No mês de junho de 2026, foram vendidas quatro unidades hoteleiras, uma do Intercity Ibirapuera e três do Ibis Morumbi, gerando lucro líquido de R$ 889.929,58 ou R$ 0,3081 por cota após a taxa de performance. No mês anterior, em maio, haviam sido vendidas duas unidades, com lucro de R$ 722.696,78 ou R$ 0,2502 por cota. Desde o início do ciclo de desinvestimento, o total de unidades vendidas chegou a 630, e a carteira passou a operar com 718 unidades em 17 hotéis, ante 722 unidades no relatório anterior.
A distribuição de dividendos referente a junho alcançou R$ 2,95 por cota, valor superior aos R$ 1,20 registrados nos meses anteriores, refletindo o impacto das vendas realizadas. O resultado do fundo em junho foi de R$ 2.384 mil, ou R$ 0,83 por cota, contra R$ 1.855 mil ou R$ 0,64 por cota em maio.
Os indicadores operacionais referentes a maio de 2026 mostraram taxa de ocupação de 68%, diária média de R$ 620 e RevPAR de R$ 423, com variações positivas em relação ao mesmo mês de 2025. No relatório anterior, os dados de abril indicavam ocupação de 61%, diária média de R$ 621 e RevPAR de R$ 380, com queda em relação ao ano anterior.
A composição da carteira por região apresentou pequeno ajuste, com Berrini-Chucri Zaidan em 72%, Itaim Bibi em 11%, Congonhas em 7%, Vila Nova Conceição em 6% e Moema em 4%. O número de quartos em alguns hotéis reduziu ligeiramente, como o Ibis Morumbi, que passou de 272 para 269 quartos, e o Intercity Premium Ibirapuera, de três para duas unidades.

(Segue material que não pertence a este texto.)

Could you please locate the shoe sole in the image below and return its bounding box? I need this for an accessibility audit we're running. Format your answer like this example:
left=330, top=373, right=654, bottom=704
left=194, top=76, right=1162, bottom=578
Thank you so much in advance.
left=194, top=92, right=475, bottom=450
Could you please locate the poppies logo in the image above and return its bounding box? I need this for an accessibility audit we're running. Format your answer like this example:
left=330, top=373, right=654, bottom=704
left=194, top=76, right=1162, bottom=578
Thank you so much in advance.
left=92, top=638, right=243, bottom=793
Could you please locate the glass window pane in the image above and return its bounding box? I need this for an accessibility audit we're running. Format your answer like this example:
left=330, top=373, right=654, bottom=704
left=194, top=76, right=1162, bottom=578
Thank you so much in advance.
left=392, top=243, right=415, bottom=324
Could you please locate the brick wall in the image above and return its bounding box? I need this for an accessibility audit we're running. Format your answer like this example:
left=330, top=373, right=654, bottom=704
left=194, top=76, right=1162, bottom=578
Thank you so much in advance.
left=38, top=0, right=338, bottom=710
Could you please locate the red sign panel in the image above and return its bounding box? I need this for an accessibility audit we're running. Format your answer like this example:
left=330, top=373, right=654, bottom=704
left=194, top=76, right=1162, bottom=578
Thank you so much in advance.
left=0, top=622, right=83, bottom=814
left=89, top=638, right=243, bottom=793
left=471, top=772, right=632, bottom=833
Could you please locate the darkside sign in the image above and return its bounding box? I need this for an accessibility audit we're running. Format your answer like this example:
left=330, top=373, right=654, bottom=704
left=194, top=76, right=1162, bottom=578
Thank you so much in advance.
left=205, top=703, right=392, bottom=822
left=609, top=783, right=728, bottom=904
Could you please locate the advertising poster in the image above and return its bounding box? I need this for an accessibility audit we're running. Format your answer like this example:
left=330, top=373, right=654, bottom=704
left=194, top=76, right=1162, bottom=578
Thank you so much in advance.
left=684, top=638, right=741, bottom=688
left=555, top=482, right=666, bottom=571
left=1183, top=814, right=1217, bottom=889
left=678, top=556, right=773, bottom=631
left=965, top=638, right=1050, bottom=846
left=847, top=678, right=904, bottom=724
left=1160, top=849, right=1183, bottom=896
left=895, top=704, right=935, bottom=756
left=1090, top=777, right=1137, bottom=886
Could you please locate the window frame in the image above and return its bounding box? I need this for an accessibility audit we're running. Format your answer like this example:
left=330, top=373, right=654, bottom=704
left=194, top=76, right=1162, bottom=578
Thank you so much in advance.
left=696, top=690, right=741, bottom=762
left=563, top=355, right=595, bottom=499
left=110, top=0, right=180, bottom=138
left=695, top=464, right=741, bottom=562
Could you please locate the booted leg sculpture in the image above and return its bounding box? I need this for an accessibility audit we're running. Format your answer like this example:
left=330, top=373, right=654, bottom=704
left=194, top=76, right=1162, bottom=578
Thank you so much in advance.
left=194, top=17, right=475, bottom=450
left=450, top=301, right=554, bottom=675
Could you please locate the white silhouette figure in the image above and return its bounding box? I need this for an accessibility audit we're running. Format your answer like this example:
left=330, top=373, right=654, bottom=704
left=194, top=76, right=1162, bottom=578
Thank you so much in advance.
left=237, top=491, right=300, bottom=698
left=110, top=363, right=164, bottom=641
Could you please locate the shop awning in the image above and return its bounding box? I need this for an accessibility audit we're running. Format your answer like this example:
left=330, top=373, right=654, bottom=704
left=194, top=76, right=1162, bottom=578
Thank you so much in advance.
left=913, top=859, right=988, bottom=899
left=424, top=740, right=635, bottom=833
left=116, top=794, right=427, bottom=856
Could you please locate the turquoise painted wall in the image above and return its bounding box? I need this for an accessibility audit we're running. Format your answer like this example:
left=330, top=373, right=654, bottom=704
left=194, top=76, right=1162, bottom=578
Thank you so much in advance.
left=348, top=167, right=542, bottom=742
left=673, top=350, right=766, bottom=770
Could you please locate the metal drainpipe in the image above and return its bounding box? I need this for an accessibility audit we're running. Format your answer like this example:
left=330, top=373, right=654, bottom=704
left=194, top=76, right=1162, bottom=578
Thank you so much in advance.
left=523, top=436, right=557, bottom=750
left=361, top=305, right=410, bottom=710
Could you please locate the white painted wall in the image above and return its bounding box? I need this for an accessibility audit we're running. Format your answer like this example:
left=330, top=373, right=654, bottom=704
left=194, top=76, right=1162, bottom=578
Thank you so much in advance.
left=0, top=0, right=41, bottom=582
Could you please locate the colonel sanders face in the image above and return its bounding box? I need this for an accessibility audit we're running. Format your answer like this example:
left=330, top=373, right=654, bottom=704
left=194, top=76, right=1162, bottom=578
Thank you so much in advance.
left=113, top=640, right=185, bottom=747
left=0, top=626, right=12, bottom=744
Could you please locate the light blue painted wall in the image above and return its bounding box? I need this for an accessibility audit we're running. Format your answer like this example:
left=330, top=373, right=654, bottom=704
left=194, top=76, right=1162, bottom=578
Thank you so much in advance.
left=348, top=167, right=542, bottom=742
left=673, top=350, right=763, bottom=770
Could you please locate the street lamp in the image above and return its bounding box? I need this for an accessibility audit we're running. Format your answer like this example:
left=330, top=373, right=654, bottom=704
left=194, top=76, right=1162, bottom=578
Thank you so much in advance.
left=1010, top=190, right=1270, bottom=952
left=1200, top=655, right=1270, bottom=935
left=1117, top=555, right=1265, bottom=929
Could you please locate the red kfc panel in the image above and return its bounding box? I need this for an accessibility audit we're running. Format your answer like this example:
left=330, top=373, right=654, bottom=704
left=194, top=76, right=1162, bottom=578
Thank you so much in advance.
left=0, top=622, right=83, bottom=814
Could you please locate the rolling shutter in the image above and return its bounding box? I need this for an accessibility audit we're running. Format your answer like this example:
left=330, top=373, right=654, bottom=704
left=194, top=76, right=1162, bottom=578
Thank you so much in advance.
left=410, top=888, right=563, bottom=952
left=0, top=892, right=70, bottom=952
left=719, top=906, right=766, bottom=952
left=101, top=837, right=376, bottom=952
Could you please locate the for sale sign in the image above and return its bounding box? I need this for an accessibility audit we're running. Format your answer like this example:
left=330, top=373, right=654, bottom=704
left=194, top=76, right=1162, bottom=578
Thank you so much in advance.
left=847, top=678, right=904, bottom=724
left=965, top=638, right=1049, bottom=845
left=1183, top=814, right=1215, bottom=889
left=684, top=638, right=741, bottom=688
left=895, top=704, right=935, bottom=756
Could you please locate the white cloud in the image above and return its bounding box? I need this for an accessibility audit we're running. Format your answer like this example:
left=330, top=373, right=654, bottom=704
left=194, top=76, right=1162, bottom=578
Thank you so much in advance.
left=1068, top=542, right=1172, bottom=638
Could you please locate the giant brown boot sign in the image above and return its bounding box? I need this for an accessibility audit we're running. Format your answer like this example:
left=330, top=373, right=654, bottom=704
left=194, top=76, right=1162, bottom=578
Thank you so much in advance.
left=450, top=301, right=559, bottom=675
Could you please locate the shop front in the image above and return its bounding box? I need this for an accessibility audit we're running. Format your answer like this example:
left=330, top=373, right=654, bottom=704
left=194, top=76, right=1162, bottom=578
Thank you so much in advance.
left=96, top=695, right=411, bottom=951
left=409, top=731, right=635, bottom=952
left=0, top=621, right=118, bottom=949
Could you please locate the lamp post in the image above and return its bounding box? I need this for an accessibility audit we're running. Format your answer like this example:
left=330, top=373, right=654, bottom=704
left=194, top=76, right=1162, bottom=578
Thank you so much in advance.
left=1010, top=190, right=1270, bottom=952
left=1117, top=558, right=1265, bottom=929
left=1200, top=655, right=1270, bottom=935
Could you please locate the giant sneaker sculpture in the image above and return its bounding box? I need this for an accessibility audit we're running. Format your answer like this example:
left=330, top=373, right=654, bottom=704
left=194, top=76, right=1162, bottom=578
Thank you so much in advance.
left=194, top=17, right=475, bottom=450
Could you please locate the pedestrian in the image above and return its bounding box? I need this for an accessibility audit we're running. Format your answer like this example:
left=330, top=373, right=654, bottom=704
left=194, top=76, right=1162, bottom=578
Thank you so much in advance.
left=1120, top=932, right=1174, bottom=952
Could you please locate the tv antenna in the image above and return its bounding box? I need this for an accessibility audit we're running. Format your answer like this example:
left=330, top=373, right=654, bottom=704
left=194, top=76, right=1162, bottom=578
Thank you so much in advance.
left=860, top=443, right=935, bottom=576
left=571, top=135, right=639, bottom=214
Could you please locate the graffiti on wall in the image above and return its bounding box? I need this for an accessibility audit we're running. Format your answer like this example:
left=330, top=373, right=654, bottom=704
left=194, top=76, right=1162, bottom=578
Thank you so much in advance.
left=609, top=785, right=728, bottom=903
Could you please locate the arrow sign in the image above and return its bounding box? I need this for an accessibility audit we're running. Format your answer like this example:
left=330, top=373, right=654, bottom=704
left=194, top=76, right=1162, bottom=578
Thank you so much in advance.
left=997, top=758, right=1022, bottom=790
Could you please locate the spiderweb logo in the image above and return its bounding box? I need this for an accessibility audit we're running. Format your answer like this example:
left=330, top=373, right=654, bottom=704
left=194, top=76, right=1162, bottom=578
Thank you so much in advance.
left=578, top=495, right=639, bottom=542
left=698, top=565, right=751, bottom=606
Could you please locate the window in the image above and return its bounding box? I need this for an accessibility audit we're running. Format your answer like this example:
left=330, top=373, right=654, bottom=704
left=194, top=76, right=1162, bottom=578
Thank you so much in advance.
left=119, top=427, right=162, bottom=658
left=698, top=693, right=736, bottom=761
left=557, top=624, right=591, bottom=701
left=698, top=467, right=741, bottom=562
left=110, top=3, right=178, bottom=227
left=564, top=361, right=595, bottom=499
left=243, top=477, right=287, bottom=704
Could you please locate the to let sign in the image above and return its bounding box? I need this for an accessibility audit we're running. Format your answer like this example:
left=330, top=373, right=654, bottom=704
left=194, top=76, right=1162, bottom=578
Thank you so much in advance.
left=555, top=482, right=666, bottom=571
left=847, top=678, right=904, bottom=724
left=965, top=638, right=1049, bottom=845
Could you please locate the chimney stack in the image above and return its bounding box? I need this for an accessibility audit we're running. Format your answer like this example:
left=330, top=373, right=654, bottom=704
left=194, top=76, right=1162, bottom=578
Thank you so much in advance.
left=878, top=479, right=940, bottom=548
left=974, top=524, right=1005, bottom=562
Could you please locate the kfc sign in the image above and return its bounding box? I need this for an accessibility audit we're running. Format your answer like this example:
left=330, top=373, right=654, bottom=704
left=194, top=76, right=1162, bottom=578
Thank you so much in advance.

O comentário macro do relatório de julho atualizou o cenário internacional e doméstico, destacando resiliência econômica nos Estados Unidos e sinais de acomodação do crescimento no Brasil, com expectativa de continuidade dos cortes de 25 pontos-base na Selic até o final de 2026. O texto sobre o PERSE e as medidas judiciais em andamento permanece idêntico ao do relatório anterior.